Nas vésperas da cerimônia de abertura dos Jogos Olímpicos no Rio de Janeiro, líderes indígenas e ativistas dos direitos humanos destacaram hoje a crescente violência aos indígenas e ativistas ambientais no Brasil.

Apenas neste ano houve 33 mortes de indígenas no país, de acordo com dados recentes apresentados pelo Conselho Indigenista Missionário (CIMI) em uma conferência no Rio esta manhã. Houve também 30 ataques contra comunidades indígenas no ano passado, de acordo com o CIMI. A maioria das mortes e ataques aconteceram no Mato Grosso do Sul, onde a comunidade indígena Guarani Kaiowá está reconquistando terras tradicionalmente ocupada pelos índios.

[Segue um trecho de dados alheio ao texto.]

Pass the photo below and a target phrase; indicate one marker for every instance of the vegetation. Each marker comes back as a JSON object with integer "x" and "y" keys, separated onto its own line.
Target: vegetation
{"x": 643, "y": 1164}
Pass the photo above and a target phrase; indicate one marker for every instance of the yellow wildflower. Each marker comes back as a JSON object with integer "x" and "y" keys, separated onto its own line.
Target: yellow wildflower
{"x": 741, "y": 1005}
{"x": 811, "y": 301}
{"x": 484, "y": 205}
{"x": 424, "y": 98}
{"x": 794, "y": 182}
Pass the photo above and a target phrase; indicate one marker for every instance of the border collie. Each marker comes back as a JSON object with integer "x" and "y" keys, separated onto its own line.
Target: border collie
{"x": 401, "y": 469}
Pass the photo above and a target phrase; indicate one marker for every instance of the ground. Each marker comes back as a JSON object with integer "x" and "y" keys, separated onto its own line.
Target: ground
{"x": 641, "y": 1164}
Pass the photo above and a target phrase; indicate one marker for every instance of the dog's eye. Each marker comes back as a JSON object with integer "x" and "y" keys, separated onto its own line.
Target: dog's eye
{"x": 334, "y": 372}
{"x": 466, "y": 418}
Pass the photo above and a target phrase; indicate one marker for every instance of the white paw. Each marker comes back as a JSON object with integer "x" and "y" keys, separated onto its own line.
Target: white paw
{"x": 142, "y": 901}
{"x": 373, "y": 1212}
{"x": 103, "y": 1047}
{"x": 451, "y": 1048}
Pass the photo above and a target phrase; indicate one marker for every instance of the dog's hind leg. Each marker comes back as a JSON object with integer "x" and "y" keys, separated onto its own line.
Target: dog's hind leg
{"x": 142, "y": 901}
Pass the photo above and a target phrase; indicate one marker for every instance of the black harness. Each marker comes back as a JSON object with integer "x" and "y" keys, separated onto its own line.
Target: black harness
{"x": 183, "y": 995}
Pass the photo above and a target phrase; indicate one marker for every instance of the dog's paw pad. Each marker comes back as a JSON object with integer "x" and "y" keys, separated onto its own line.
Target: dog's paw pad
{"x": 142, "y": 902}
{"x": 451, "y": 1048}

O Brasil é o país mais perigoso perigoso do mundo para ativistas ambientais, incluindo alguns líderes de comunidades indígenas, de acordo com On Dangerous Ground, uma matéria liberada em junho pela ONG londrina Global Witness, um dos grupos participantes da conferência. Apenas em 2015, 50 pessoas envolvidas na luta pela defesa de suas terras, rios e florestas contra hidroelétricas, desmatamento, criação de gado e outras indústrias foram mortos no Brasil.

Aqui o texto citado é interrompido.